Tas light rail proposal downsized


A proposed light rail system in Tasmania has been downsized following debate at the annual TasBus conference

June 4, 2013

A hot topic at the annual TasBus conference, a proposed light rail system in Tasmania has been downsized.

The first stage of the proposed northern suburbs light rail project was reduced this week to a two-stop, 9km link between Hobart and Glenorchy.

Light rail advocates had hoped for a nine-stop 21km link between Hobart and Bridgewater.

The announcement follows arguments presented at the weekend’s TasBus conference for a Bus Rapid Transit (BRT) System instead of the light rail project.

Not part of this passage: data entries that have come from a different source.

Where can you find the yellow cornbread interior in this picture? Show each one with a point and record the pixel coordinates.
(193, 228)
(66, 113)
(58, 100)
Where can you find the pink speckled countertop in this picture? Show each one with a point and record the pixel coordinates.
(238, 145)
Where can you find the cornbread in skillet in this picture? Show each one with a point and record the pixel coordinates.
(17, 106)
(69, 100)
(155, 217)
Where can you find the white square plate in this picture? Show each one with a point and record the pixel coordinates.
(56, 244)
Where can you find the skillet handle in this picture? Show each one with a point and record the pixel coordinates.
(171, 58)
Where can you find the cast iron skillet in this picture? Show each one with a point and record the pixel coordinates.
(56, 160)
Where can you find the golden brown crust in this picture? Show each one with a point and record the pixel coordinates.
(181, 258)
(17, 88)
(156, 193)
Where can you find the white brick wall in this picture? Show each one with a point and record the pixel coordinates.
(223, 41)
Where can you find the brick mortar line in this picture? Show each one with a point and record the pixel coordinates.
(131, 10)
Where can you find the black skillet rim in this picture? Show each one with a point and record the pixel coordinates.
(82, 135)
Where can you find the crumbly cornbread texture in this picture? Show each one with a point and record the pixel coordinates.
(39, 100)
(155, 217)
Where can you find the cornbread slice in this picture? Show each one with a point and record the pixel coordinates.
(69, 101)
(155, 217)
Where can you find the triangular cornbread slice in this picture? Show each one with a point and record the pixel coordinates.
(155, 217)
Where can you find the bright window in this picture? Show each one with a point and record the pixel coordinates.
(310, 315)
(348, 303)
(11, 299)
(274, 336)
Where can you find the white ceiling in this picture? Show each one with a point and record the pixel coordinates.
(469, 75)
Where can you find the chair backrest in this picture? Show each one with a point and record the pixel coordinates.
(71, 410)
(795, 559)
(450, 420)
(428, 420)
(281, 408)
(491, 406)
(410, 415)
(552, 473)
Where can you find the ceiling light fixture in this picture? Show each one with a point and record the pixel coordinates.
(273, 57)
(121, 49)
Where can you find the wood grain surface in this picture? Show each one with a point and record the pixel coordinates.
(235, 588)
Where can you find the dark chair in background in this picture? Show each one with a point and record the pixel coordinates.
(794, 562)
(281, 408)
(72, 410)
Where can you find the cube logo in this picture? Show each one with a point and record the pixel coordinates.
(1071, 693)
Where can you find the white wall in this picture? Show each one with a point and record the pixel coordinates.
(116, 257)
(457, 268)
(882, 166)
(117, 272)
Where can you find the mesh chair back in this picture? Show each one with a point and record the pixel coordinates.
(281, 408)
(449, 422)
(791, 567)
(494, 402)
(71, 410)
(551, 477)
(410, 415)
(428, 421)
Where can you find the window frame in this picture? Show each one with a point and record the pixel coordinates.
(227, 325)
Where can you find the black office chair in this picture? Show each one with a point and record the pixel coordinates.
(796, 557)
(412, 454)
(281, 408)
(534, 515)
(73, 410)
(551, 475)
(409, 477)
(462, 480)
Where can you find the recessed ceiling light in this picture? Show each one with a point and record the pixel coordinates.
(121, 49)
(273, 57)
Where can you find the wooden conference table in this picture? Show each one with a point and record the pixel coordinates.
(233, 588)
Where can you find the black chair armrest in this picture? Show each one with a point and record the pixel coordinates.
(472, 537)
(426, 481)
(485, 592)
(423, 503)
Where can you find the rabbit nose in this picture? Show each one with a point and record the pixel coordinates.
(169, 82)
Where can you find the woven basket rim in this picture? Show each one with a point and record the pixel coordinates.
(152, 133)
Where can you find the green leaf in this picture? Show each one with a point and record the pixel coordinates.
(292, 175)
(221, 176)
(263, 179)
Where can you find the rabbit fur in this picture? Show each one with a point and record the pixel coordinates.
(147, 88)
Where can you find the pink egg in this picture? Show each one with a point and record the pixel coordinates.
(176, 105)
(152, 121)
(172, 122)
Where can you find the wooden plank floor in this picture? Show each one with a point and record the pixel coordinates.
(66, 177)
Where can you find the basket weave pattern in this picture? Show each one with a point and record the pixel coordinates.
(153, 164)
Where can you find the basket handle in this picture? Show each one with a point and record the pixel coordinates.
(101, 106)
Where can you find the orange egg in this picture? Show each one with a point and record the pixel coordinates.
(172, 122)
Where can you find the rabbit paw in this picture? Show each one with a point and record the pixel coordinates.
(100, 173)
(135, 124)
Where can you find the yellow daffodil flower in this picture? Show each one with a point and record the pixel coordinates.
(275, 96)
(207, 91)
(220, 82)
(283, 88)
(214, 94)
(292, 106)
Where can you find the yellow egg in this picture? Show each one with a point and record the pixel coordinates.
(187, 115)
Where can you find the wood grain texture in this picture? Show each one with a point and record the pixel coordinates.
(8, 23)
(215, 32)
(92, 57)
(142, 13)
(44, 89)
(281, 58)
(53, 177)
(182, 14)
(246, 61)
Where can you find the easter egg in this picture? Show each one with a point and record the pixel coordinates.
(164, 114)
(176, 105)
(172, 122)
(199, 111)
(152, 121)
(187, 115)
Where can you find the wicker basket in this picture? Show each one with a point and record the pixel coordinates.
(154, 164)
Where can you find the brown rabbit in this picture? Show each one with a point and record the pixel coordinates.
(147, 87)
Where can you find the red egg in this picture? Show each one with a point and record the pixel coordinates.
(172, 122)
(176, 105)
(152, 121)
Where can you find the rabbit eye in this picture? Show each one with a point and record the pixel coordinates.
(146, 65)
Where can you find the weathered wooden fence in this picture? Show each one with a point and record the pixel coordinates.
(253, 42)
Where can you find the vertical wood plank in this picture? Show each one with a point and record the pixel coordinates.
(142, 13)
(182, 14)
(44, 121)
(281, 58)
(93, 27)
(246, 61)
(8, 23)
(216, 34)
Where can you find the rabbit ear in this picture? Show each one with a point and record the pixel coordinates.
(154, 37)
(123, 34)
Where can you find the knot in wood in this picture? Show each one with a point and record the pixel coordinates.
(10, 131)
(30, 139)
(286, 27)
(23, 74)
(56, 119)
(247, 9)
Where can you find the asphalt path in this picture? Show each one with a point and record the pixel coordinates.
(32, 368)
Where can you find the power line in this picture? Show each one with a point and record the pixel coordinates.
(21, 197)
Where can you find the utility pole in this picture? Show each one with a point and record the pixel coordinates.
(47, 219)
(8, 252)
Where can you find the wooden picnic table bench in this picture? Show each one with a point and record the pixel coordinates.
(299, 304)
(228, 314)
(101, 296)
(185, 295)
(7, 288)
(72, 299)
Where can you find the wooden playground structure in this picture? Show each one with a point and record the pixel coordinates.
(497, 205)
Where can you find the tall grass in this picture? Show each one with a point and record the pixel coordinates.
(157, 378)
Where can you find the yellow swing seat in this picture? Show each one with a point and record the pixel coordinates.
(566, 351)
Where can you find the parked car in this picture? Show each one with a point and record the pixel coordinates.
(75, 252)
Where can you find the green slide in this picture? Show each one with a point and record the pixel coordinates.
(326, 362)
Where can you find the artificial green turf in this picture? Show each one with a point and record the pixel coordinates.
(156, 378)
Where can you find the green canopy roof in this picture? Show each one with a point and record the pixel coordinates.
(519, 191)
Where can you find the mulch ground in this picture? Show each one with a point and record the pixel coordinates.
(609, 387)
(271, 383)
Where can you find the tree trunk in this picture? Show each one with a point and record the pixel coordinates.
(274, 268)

University of Sydney’s Institute of Transport and Logistics Studies (ITLS) Public Transport founding chair, Professor Corinne Mulley gave a BRT-focused presentation at the conference.

TasBus Managing Director Geoff Lewis says the presentation was a conference highlight.

"One of the things raised was frequency, frequency, frequency," Lewis says.

Lewis says Mulley argued it was possible for BRT passengers
to wait
no longer than 10 minutes for a bus, and that a BRT system
would be
cheaper
than light rail.

Lewis says Tasmanian Sustainable Transport Minister Nick McKim, who addressed delegates at the conference, has been one of the driving forces behind the rail.

"You see it is all being pushed by McKim in the Greens," Lewis says.

"They love their rail – it’s sexy isn’t it?"

The rail discussion at the conference attracted interest from the Mercury newspaper, ABC Television, Win Television and Southern Cross Television.

In total, the conference, held at Hobart’s Wrest Point Hotel from May 31 to June 1, attracted more than 100 delegates.

"The feedback was good, particularly on the program," Lewis says.